Computational Biology and Bioinformatics
Raj, Mark (School: duPont Manual High School)
With the growing prevalence of Type 1 Diabetes (T1D), the complete loss of insulin production among children and adults, the artificial pancreas is becoming increasingly necessary to combat long-term health implications due to extended periods of hyperglycemia. An artificial pancreas—which consists of a constant glucose monitor and an insulin pump controlled by an algorithm that responds to spikes in blood glucose—functions completely hands-free. The key component needed for this device to become an effective treatment option is a sophisticated control algorithm for insulin dosing. With current devices suffering from antiquated PID algorithms, the engineering goal focused on using reinforcement learning (RL), a subset of artificial intelligence (AI), to effectively administer a continuous and responsive dosage of insulin to patients that can be adapted across a varied population. An RL algorithm attempts to maximize “reward” through exploration of the environment and exploitation of learned policies. Beginning with glucose-insulin simulations and data from clinical diabetes patients in critical care, the most sensitive parameters for glucose levels were determined to optimize the final AI controller.
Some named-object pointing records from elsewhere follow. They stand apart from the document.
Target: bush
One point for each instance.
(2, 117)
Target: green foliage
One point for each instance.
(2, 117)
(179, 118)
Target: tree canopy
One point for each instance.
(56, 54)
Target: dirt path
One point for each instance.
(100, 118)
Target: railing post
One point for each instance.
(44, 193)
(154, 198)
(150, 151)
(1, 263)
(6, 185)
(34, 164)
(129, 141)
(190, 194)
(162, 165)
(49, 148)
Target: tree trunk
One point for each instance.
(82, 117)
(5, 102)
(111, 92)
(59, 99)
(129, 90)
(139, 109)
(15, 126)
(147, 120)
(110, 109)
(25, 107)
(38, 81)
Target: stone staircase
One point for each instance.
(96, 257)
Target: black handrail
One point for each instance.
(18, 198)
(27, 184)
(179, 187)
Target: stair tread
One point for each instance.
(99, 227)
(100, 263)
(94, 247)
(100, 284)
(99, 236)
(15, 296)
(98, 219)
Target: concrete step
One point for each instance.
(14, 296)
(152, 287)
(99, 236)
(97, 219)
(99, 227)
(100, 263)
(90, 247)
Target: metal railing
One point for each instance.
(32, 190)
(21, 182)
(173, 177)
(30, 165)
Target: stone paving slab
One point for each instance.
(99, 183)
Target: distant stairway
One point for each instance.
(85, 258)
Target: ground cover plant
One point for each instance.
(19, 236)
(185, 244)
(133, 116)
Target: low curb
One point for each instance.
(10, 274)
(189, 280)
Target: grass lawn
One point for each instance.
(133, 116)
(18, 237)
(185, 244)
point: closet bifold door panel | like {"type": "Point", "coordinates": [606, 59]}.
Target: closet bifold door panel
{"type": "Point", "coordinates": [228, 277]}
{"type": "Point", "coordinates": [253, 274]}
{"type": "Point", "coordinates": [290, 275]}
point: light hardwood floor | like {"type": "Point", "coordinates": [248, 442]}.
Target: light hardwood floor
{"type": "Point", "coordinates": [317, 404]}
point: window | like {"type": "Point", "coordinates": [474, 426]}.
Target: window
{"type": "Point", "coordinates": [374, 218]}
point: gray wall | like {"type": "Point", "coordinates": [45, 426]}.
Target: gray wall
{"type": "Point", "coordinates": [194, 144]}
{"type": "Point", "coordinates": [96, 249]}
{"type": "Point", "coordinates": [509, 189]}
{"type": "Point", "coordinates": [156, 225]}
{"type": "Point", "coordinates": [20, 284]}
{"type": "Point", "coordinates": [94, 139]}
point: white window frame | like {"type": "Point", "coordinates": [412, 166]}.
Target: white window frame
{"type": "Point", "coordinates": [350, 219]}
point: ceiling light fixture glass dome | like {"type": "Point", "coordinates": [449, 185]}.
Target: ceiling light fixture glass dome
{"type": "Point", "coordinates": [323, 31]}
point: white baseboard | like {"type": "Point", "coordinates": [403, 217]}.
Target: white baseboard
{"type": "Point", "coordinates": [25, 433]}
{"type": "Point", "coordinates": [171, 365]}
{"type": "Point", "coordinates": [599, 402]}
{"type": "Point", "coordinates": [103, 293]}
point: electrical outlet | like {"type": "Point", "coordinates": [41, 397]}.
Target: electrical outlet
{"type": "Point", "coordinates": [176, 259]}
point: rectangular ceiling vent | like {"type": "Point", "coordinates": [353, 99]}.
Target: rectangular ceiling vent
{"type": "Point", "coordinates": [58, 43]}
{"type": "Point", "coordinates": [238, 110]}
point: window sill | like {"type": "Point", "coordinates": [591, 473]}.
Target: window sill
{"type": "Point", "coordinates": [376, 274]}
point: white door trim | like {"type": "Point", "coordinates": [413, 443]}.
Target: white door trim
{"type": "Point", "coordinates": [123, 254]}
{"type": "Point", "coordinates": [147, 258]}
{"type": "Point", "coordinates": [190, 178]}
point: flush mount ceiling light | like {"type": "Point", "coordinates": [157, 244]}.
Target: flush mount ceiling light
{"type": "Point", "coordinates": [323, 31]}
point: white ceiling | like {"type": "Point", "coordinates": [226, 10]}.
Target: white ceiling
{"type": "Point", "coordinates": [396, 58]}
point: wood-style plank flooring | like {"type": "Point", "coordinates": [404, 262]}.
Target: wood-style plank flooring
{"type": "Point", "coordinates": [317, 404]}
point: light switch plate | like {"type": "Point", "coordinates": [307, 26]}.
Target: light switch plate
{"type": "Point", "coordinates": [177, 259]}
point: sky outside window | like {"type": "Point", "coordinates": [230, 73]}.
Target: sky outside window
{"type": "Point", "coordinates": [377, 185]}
A cohort of 23 virtual patients was crafted for in-silico validation of the controller, which was designed in MATLAB®. For all patients, the controller maintained a healthy glucose range of 90-130 dg/mL—demonstrating its effectiveness and adaptability—and “learned” how to administer both basal and bolus doses of insulin. This research is a successful proof-of-concept of an advanced AI approach to the artificial pancreas and currently no marketed device can administer bolus insulin doses in response to meal intake, which would improve the quality of life for T1D patients.